Art is the proper task of life











Let me make it clear that women can be as chauvinistic and as bad as men when it comes to gender relations. Regardless of whether one calls it ‘liberation’ of women, being ‘comfortable’ with one’s sexuality or other nonsense, the fact of the matter is that women like Paris Hilton and Britney are not emblems of feminist emancipation. In fact they represent the worst excesses of a compromised feminism i.e., objectification and reduction of women to one dimensional objects, sexual objects to be exact. Consider the following excerpt from an article in the Wall Street Journal.

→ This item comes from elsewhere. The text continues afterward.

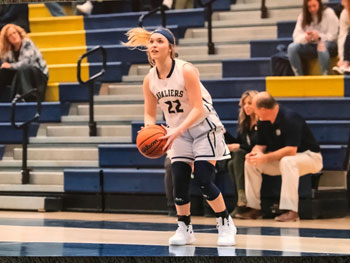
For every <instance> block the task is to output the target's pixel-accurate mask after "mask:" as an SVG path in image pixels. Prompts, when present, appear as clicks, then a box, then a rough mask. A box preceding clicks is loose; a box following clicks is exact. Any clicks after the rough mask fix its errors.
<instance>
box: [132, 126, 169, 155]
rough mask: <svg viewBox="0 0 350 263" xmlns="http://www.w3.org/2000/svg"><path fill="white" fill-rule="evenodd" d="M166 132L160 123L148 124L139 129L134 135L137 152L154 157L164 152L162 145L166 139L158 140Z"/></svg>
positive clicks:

In fact, Britney was following to its logical end what has become the first rule of contemporary American girlhood: to show that you are liberated, take it off. Liberty means responsibility . . . to disrobe. Paris Hilton, Britney’s BFF (Best Friend Forever), taped her sexual escapades with an ex-boyfriend, though even she was tactful enough to pretend that she hadn’t meant for the video to go public. Courtney Love, Lindsay Lohan and Tara Reid have also staged their own wardrobe malfunctions. But flashing is hardly limited to celebrities. The girls-next-door who migrate to Florida during spring break happily lift their blouses and snap their thongs for the producers of “Girls Gone Wild,” who sell their DVDs to an eager public.

Is it just the men’s fault? Many of them are more than happy in this state of affairs but in this case I think some of us women are to be blamed as well, as Ariel Levy calls them Female Chauvanist pigs. Here is another excerpt from the same article.

Some people believe that it is lingering misogyny rather than naive exhibitionism that leads the public to define women by their sexual anatomy and proclivities. Perhaps there is something to that. But the exhibitionism surely doesn’t help. It seems that men, despite their reputation as braggarts, actually don’t find self-exposure all that appealing. Where are the male counterparts to Britney Spears and “Girls Gone Wild”?

I am not a prude but the media and even people’s (men and women’s) obsession with celebrities like Paris, Lohan and Anderson just makes me sick. I mean aren’t there important things in life. May be all people are shallow and go for looks. So may be there is some shallowness in me as well but there is a limit to shallowness and our contemporary culture is on the verge of crossing that limit.